Verandermotor wordt dus zelf waterfall ingevoerd compleet met detail ontwerpen.
Die zijn dan zelf ook weer gepland van over paar maanden tot halverwge volgend jaar.
Een enorme niet-agile 🙂 operatie dus.
Hebben ze daar dan tijd en mogelijkheden voor ?
Nou nee : “De raad van bestuur houdt er rekening mee dat UWV tijdens de transitiefase tijdelijk minder efficiënt en effectief is”
Om u nog slechter van dienst te kunnen zijn dus.
Gelukkig geen zorgen mbt bestaandzekerheid. Oh toch..
“De personele gevolgen kunnen voor sommige medewerkers aanzienlijk zijn, aldus de OR.
Dit geldt met name voor medewerkers die boventallig worden en geen nieuwe baan krijgen.”
Now thats a way to put IT 😉
Maar in de volgend Alinea:
” Bestuurder is met het nu genomen besluit teruggekomen van zijn stelling dat er voor diverse functies sprake zou zijn van aankomende boventalligheid. De verwachting is nu dat met natuurlijk verloop en doorstroom in de organisatie de toekomstige ‘mismatch’ wordt opgelost.”
Laat OR maar kletsen.. zal de gedachte geweest zijn.
Van Offices naar Clusters, klantreis, dienst-en kanalen clust…
Timeout want Sorry, ik moet ineens zooo poepen.
..
..
Ok, daar ben ik weer: “Deze verandering moet ervoor zorgen dat iedereen beter weet waar hij aan toe is en de kwaliteit van het werk omhoog gaat. Ook kan de aansluiting bij de praktijk zo verbeteren.”
Tuurlijk.
Nou, vol goede moed op weg naar de volgende fuckup, dit keer een clusterfuck.

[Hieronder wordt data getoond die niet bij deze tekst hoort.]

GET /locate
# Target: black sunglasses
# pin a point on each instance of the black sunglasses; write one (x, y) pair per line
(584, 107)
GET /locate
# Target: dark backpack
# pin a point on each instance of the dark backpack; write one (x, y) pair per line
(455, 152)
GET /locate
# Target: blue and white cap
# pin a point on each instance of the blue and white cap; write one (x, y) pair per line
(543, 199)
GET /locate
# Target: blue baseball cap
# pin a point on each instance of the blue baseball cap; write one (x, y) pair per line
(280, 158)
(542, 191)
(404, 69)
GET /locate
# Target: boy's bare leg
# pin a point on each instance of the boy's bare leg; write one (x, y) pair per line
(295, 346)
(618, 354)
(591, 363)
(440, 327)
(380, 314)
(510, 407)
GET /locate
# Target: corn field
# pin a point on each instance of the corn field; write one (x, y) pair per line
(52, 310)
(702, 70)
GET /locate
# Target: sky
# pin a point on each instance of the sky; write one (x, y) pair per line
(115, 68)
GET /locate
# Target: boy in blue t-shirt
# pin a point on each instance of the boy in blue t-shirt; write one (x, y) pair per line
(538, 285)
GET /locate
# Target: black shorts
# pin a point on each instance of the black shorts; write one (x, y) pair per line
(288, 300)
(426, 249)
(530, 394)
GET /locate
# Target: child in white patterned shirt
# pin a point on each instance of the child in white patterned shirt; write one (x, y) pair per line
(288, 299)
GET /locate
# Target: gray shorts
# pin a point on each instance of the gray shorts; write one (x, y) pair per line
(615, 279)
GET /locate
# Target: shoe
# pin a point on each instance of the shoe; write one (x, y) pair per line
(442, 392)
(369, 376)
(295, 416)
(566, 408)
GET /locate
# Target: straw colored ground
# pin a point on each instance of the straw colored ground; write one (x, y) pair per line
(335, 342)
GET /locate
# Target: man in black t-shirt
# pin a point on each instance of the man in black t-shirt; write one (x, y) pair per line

Misschien zit het probleem in het personeel, vastgeroest in de status quo van organisatorische inertie. Efficiëntie is namelijk niet het eerste waar ik aan denk bij een organisatie zoals het UWV. Onbemiddelbaar en zonder uitzicht op een nieuwe baan ervaren de medewerkers die boventallig worden wat hun klanten al ervaren hebben. Een prima aansluiting op de praktijk zou ik zeggen want de verandermotor is een stoomtrein. De machinist is niet de beleidsvoerder want die rol ligt bij de politiek die het spoor ontwerpt. De conducteur van het sociale stelsel is alleen maar de kaartjesknipper, niet de reisadviseur.
De beleidsuitvoerder van wet- en regelgeving moet zich aan de dienstregeling op het spoor houden met als gevolg een waterval aan afhankelijkheden. Want bewijs uit het ongerijmde zonder de chain of custody is de jackpot zoals een WIA laat zien. Eerdere afpakjesdag voor ouders en coulance voor de ouderen zorgt voor moreel ongemak in de maatschappij want de bestuurder van de trein hangt zichzelf een schietschijf op de rug. Tijdelijk minder efficiënt en effectief in de uitvoer gaat namelijk om belastinggeld waarover verantwoording verschuldigd is. Onbemiddelbaar en zonder uitzicht op een nieuwe baan zal het pensioen wel gehaald worden.